We're all a bit guilty of warehousing stuff, whether it's a stack of vintage LPs or grandma's collection of pickle dishes. Sooner or later, we have to deal with the accumulation of things – our own, or on behalf of an elderly or deceased parent. And whether you call it downsizing, simplifying or lightening-up, it can be a monumental task, says Karen Shinn, co-owner of Downsizing Diva, the company that helped the Brundages.

Downsizing is a time-consuming and physically, mentally and emotionally draining process, says Ms. Shinn. Along with Gail Shields, she has grown Downsizing Diva to 11 franchises in the Greater Toronto Area since founding the company only three years ago.

"Many of our clients have lived through the Depression, and to them everything has a value. It can be hard to let go of stuff because they think it might come in handy one day, even if some of it appears ridiculous," Ms. Shinn says, remembering one client who had carefully preserved 21 turkey wishbones. "Often, the downsizing is being done amid a grieving period after a parent has died, and that adds its own complexity to the situation."

We're also witnessing the unusual phenomenon of two generations that are downsizing their homes concurrently – baby boomers and their elderly parents, says Margarita Ibbott, professional organizer and owner of Downshifting – Professional Organizing Solutions, in London, Ont.

That means more people are donating things to charity or are looking to resell some of it, and that's had a significant impact on the collectibles market.
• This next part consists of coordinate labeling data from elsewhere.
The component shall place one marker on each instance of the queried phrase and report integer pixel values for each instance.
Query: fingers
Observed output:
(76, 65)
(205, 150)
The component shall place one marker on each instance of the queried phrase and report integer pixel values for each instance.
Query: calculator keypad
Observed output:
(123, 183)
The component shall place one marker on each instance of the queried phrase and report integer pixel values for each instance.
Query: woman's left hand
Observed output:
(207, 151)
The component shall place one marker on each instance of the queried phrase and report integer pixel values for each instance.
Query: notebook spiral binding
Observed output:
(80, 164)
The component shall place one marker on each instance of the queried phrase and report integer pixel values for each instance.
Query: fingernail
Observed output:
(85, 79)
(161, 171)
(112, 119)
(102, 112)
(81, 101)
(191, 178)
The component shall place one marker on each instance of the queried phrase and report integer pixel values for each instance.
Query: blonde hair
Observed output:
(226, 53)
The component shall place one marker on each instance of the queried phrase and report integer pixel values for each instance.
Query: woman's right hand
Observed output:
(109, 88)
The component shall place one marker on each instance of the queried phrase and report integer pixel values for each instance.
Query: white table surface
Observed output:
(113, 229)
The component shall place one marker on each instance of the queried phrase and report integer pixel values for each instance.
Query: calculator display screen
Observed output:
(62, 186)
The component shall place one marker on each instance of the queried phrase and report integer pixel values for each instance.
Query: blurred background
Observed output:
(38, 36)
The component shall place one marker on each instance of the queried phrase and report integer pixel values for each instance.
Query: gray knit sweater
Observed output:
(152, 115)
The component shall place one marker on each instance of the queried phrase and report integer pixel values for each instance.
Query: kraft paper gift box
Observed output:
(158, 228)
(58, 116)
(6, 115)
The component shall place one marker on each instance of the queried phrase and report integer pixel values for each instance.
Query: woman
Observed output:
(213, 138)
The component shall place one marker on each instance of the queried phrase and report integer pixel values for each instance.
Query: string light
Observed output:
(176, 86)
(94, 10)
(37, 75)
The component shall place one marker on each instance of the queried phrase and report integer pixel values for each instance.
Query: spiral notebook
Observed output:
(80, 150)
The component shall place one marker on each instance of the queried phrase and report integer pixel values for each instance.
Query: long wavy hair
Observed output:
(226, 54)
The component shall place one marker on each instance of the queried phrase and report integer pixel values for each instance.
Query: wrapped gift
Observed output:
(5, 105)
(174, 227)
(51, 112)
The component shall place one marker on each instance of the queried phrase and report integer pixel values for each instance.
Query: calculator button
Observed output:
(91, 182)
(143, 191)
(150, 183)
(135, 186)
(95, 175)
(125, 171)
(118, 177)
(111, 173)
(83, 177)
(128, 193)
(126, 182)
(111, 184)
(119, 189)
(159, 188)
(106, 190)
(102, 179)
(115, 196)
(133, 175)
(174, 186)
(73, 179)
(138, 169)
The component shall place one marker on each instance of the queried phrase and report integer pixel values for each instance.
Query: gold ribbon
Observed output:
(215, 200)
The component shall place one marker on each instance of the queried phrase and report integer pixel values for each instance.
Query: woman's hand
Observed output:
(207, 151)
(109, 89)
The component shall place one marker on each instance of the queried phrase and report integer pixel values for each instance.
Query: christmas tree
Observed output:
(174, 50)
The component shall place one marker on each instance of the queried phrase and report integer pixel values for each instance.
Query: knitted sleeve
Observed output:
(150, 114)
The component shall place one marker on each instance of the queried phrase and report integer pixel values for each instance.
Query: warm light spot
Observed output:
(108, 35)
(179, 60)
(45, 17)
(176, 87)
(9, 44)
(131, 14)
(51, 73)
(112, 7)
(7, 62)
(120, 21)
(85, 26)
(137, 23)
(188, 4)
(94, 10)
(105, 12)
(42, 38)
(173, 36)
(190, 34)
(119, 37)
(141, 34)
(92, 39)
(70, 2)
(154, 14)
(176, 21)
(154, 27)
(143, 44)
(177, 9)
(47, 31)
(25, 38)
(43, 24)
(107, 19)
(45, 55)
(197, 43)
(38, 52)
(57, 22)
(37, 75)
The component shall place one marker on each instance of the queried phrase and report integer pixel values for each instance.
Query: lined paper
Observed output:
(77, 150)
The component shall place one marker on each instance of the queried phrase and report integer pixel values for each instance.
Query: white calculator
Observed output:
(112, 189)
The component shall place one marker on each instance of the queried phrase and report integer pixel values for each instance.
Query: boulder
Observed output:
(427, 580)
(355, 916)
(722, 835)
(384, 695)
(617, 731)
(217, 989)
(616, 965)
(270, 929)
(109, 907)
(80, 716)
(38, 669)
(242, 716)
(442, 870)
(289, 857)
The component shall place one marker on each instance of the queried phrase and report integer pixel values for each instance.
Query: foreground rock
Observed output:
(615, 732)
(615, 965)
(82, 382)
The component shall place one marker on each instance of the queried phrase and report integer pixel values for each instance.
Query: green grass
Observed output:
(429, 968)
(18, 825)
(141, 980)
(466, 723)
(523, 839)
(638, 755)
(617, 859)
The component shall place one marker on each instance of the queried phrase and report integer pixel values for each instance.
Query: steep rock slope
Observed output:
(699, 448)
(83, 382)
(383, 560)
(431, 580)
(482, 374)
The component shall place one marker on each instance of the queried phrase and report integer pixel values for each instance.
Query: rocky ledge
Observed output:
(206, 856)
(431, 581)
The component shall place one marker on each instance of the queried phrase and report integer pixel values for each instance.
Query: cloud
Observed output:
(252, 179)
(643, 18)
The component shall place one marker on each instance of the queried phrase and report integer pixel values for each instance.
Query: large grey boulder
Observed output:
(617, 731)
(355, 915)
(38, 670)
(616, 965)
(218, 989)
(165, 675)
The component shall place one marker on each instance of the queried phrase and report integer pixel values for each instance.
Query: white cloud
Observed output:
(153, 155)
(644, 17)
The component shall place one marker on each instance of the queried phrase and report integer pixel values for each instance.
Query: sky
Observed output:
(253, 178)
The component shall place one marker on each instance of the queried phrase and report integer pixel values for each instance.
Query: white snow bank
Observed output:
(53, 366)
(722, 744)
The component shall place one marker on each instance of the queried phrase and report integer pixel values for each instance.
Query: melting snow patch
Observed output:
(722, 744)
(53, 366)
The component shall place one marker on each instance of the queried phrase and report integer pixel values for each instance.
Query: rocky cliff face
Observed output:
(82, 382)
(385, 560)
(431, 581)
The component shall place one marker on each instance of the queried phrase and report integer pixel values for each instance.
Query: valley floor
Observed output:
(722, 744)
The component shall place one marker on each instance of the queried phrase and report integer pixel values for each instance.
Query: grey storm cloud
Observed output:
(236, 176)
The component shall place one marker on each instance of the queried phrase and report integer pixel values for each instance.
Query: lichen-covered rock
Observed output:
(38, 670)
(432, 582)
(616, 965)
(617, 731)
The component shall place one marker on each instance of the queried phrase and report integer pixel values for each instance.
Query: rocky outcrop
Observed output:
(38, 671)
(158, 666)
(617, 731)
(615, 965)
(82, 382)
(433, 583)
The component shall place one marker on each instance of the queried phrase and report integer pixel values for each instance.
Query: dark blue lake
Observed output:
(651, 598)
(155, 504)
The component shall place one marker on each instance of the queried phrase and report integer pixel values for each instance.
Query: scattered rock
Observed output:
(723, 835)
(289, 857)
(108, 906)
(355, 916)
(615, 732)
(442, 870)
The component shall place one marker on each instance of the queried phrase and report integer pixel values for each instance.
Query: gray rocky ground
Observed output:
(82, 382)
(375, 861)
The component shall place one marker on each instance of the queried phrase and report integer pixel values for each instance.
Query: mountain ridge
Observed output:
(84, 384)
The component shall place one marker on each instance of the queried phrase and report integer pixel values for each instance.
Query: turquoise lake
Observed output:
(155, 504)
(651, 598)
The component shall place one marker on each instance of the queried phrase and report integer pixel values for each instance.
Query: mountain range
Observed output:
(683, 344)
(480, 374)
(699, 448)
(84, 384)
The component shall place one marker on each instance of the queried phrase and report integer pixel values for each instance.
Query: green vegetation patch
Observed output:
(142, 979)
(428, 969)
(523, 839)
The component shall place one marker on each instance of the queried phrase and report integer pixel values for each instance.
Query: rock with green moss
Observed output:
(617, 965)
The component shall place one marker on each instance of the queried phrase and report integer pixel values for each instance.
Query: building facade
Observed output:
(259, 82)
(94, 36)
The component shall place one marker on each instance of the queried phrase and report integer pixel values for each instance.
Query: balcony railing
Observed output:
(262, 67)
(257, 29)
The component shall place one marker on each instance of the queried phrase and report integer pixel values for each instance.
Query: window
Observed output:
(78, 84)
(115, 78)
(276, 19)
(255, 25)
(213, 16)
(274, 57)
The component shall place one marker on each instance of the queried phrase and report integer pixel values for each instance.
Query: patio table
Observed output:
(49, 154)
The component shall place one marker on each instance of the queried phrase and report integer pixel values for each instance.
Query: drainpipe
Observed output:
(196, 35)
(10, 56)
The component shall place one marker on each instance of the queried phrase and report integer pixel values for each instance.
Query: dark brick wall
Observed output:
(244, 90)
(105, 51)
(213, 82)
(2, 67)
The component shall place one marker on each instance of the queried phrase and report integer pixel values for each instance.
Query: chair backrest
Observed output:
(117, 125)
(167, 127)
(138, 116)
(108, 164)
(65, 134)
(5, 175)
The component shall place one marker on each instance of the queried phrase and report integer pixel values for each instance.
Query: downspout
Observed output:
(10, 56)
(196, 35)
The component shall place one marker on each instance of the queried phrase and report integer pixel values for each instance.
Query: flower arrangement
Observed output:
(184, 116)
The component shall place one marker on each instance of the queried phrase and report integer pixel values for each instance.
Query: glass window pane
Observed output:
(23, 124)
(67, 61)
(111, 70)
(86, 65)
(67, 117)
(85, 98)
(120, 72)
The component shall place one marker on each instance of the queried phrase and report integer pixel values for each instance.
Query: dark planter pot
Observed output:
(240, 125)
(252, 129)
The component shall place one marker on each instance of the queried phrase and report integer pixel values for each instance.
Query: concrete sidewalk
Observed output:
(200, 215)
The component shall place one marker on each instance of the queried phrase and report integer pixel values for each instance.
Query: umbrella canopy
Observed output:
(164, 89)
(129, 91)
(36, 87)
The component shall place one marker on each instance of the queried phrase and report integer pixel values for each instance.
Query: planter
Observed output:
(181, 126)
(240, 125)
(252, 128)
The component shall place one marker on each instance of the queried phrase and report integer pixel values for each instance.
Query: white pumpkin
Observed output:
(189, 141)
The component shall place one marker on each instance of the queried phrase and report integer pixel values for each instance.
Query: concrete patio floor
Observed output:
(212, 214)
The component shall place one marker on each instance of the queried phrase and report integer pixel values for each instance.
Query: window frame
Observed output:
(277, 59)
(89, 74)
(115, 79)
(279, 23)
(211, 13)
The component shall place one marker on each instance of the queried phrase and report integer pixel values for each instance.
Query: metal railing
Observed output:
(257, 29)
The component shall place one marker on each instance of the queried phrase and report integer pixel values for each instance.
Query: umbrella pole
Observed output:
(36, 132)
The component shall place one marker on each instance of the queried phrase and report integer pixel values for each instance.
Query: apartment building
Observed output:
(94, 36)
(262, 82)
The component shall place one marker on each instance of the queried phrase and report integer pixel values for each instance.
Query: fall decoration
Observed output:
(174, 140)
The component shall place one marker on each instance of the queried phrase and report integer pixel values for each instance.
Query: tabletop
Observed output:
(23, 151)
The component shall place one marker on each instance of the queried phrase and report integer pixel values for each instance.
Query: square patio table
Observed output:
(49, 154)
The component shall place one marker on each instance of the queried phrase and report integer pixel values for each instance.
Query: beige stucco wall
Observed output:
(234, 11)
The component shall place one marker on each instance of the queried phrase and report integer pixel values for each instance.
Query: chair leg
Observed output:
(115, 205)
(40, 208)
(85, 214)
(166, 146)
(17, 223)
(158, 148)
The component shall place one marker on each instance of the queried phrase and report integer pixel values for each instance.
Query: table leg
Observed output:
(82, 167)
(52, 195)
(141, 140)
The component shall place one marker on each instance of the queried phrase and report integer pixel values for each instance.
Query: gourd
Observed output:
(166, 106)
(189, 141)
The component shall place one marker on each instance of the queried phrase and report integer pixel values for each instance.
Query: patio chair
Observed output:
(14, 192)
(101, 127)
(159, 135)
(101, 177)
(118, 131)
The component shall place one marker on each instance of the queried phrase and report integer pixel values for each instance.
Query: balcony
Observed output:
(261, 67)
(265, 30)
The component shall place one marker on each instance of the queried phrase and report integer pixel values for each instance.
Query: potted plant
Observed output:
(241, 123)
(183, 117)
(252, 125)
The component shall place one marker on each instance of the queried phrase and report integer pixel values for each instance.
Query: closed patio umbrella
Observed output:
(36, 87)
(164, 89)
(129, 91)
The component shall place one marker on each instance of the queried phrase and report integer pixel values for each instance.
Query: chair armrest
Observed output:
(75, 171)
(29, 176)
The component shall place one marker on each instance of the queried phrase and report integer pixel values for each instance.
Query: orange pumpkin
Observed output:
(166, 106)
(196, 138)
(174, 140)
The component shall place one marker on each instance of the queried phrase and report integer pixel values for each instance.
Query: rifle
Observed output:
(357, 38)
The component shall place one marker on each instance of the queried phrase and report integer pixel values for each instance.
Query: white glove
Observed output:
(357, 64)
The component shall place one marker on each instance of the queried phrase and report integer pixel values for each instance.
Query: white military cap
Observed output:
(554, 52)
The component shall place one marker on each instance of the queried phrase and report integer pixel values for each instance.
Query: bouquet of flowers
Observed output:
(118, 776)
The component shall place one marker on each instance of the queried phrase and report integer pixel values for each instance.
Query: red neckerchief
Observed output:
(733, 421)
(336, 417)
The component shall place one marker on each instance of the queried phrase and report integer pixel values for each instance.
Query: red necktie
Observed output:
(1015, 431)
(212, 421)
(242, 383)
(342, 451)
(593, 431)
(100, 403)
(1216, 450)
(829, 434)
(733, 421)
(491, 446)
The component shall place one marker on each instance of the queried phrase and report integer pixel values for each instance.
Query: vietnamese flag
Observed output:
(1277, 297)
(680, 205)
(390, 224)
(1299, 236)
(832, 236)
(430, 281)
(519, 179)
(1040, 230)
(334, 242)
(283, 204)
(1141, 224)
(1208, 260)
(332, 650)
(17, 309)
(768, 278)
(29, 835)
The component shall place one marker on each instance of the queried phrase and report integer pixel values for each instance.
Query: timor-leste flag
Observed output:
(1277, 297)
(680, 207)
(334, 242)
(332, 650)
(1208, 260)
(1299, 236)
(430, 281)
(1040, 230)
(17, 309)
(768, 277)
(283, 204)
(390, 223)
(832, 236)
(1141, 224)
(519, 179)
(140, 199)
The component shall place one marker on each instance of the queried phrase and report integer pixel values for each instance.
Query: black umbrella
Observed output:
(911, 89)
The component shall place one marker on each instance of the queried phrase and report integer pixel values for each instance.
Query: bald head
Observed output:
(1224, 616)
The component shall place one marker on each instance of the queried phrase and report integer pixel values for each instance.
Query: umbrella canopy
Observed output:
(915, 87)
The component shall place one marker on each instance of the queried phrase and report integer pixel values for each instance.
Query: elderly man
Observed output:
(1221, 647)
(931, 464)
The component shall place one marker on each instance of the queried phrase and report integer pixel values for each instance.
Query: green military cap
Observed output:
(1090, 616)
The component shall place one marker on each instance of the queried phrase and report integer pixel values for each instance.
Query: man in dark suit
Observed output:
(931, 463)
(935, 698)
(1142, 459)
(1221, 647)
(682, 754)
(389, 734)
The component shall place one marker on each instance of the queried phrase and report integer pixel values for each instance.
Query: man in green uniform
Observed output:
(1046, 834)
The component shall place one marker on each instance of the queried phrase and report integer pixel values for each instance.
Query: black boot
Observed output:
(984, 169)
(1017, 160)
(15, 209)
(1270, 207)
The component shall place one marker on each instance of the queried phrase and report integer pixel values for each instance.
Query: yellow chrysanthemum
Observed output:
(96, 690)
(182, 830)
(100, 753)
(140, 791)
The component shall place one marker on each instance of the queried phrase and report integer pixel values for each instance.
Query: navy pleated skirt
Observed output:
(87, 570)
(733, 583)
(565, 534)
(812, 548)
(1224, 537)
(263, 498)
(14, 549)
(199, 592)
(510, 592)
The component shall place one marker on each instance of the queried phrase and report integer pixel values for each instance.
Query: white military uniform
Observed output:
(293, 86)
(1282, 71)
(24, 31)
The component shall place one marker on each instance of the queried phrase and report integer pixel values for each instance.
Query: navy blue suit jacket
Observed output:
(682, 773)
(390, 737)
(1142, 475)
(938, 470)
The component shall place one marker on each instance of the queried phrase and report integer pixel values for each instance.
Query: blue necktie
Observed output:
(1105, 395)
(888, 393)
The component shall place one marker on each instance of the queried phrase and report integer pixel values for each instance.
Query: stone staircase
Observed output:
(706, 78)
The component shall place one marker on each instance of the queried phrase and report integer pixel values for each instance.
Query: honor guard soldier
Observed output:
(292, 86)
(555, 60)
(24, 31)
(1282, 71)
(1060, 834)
Anyone who's spent decades accumulating china, silverware, figurines or decorative plates in the hope of one day fetching top dollar at auction may be surprised to learn that the interest just isn't what it used to be.

"Over the last three to five years, there's been a drastic softening in the market for collectibles – the stuff you put in curio cabinets, like Moorcroft pottery and Royal Doulton figurines," says Grant Gardner, president of Gardner Galleries, an estate and fine art auction firm in London, Ont. "Overall, there's been about a 50 per cent drop, and in some cases even more. For example, a figurine that would once get $200 at auction would now only get $50 or $60."

The lack of interest isn't a recessionary issue – it's generational, explains Stephen Ranger, vice-president, business development for Toronto auction house Waddington's. "We've seen a sea change in esthetics to modern and contemporary and away from the traditional."

Clients under age 40 entertain less formally, and therefore eschew heavy oak dining suites and fussy Victorian tea sets. Instead, they want mid-century modern furniture, particularly teak, and sleek Georg Jensen silver pieces, Mr. Ranger says. Living space is also an issue. Young condo-dwellers simply don't have the room their parents and grandparents enjoyed.

Like Downsizing Diva, Waddington's sees the growth potential in the downsizing niche. Last year, it introduced Transitions, a one-stop transition management service that offers downsizing, appraisals and estate planning.

Moving house and dispersing one's treasures is never easy. That's why it is very important to have this discussion with aging parents while they're well and mentally healthy, Ms. Ibbott advises. "One of the hardest things is helping people who need to take action quickly because their parents have died or are suffering from Alzheimer's or dementia."

There is an upside to downsizing, says Mrs. Brundage, who spent many satisfying hours shredding old documents and eventually gave her century-old piano to one of the men hired to help move her things in June: "I had a great sense of relief, rather than sorrow, to see my things go to people who were going to use and enjoy them."